Optimal fluid balance, as well vigilance and caution especially for patients with high risk of KD, are crucial. This statement is in agreement with other authors [1
]. White et al. [1
] suggest that preoperative kidney dysfunction should alert the anesthetists for the appropriate adjustment of peri-operative analgesic administration, and adequate intra-operative intravenous fluid management, in patients with ‘borderline’ renal function. Multitrauma cases or elderly with hip fractures frequently present dehydrated at admission.
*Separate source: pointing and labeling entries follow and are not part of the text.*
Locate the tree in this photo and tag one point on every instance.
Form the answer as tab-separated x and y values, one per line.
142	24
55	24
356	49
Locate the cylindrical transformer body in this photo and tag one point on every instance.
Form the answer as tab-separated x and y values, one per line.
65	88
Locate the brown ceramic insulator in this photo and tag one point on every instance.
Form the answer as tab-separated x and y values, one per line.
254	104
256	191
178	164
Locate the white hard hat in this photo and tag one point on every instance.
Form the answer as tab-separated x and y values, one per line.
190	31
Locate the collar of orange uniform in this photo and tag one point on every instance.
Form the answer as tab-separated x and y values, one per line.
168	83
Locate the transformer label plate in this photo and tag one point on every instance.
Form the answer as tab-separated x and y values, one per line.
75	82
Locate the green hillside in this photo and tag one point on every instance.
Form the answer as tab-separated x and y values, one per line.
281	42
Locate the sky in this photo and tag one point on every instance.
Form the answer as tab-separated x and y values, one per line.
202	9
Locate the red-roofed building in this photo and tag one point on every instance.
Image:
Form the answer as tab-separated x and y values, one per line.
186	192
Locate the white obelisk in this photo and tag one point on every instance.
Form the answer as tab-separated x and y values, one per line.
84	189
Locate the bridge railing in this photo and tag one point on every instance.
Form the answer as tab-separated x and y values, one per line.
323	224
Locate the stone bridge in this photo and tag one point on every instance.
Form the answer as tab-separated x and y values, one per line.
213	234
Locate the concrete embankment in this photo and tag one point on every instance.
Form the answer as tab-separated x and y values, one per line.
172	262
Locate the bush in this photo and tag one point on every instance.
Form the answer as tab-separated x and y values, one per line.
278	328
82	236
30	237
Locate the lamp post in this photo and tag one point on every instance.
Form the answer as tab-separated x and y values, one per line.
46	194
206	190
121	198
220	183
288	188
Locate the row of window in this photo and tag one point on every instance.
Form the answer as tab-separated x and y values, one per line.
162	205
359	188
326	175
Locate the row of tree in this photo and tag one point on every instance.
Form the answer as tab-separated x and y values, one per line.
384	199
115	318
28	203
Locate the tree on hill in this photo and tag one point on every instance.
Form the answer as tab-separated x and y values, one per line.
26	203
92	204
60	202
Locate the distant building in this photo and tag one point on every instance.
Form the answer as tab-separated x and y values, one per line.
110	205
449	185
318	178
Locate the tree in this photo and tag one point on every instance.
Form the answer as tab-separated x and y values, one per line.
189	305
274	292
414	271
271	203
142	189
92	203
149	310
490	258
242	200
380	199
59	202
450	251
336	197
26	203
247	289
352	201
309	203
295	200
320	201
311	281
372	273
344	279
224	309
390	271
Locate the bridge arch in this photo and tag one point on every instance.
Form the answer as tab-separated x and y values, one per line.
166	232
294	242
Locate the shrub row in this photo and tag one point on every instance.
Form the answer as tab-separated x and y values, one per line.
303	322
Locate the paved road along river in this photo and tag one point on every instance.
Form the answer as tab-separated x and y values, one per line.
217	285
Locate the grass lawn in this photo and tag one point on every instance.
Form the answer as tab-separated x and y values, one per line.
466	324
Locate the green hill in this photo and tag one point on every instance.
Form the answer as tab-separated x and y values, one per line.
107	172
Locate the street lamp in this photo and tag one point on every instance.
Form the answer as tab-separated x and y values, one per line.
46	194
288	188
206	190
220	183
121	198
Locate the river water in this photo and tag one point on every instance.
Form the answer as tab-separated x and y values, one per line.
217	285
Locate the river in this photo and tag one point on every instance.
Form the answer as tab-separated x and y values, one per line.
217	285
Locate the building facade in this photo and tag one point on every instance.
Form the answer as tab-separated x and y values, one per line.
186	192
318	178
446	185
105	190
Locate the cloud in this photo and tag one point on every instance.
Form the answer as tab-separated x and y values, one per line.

A diminished physiological response to the trauma coupled with enforced fasting, anaesthetic agents and blood loss caused by the injury and surgery exacerbate this [2
]. Absolute or relative hypovolaemia is a significant risk factor for ARD development [21
]. Numerous of studies have shown that post-operative outcome can be positively influenced by optimising volume status and oxygen delivery perioperatively using invasive monitoring [32
Measures to prevent preoperative KD include close evaluation of patients with risk factors and monitoring by a specialist. A consideration of opioid-reducing strategies such as early fracture fixation, regular simple analgesia (but not non-steroidal anti-inflammatory drugs) and regional nerve blockade is necessary. Also an appropriate volume of fluid was required to optimize cardiovascular status, reflecting that the current standard care renders patients under-resuscitated before, during and after surgery.